Researchers at UT Southwestern Medical Center have discovered how healthy bacteria can escape the intestine, travel to lymph nodes and cancerous tumors elsewhere in the body, and boost the effectiveness of certain immunotherapy drugs. The findings, published in Science Immunology, shed light on why antibiotics can weaken the effect of immunotherapies and could lead to new cancer treatments.
“Scientists have been stumped as to how bacteria inside your gut can have an impact on a cancer in your lungs, breasts, or skin,” said Andrew Y. Koh, M.D., Associate Professor of Pediatrics,Microbiology, and in the Harold C. Simmons Comprehensive Cancer Center at UT Southwestern. “Now we understand that mechanism much better and, in the future, hope to use this knowledge to better fight cancer.”

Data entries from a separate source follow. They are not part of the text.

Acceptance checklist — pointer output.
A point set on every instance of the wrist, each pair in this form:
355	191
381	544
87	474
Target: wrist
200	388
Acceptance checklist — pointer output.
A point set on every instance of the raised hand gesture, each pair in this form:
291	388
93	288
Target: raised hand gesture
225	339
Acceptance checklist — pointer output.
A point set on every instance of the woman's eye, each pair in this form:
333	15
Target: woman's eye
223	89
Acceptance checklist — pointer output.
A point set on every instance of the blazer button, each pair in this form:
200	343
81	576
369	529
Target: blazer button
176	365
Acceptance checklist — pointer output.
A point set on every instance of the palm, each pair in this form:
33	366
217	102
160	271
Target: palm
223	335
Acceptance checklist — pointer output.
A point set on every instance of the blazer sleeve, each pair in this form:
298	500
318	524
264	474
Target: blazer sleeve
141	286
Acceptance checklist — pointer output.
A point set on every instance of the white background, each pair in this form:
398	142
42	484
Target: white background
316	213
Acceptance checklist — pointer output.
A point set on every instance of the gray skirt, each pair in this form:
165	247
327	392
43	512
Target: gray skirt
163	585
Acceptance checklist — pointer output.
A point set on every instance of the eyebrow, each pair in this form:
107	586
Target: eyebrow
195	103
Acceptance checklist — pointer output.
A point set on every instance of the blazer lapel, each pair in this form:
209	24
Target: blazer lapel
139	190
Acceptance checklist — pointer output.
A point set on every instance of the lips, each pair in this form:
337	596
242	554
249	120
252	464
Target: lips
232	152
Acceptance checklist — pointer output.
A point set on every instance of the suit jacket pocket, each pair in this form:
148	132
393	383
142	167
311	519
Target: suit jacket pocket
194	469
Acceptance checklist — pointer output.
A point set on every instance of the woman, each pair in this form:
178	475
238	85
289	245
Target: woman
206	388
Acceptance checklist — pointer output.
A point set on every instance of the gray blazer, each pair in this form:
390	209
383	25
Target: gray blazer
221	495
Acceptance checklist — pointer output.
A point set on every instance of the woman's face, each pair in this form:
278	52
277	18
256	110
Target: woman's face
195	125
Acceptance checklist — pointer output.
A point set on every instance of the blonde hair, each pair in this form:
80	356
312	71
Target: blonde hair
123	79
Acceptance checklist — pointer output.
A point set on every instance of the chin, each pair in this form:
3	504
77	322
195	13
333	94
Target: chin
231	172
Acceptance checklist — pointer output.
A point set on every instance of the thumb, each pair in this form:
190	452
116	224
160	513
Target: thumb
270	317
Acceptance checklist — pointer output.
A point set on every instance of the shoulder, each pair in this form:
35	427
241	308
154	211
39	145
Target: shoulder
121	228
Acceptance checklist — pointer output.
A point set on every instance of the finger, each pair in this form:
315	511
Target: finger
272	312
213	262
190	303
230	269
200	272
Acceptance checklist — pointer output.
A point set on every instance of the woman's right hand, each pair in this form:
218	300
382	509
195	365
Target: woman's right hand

Previous studies, including one led by Dr. Koh at UT Southwestern, have shown an association between the composition of gut microbiomes – the microorganisms found inside the digestive tract – and the effectiveness of cancer treatments that target the immune system, including pembrolizumab (Keytruda) and ipilimumab (Yervoy). However, researchers have reached conflicting conclusions about the ideal balance of microorganisms to optimize therapy, with studies pointing to different beneficial bacteria.
Dr. Koh and colleagues used mice with melanoma tumors to probe how the drugs, called immune checkpoint inhibitors, affected the movement of gut microbes through the body. They found that immune checkpoint inhibitors, which boost the activity of the immune system against tumors, also cause inflammation in the digestive system that leads to remodeling of lymph nodes in the gut.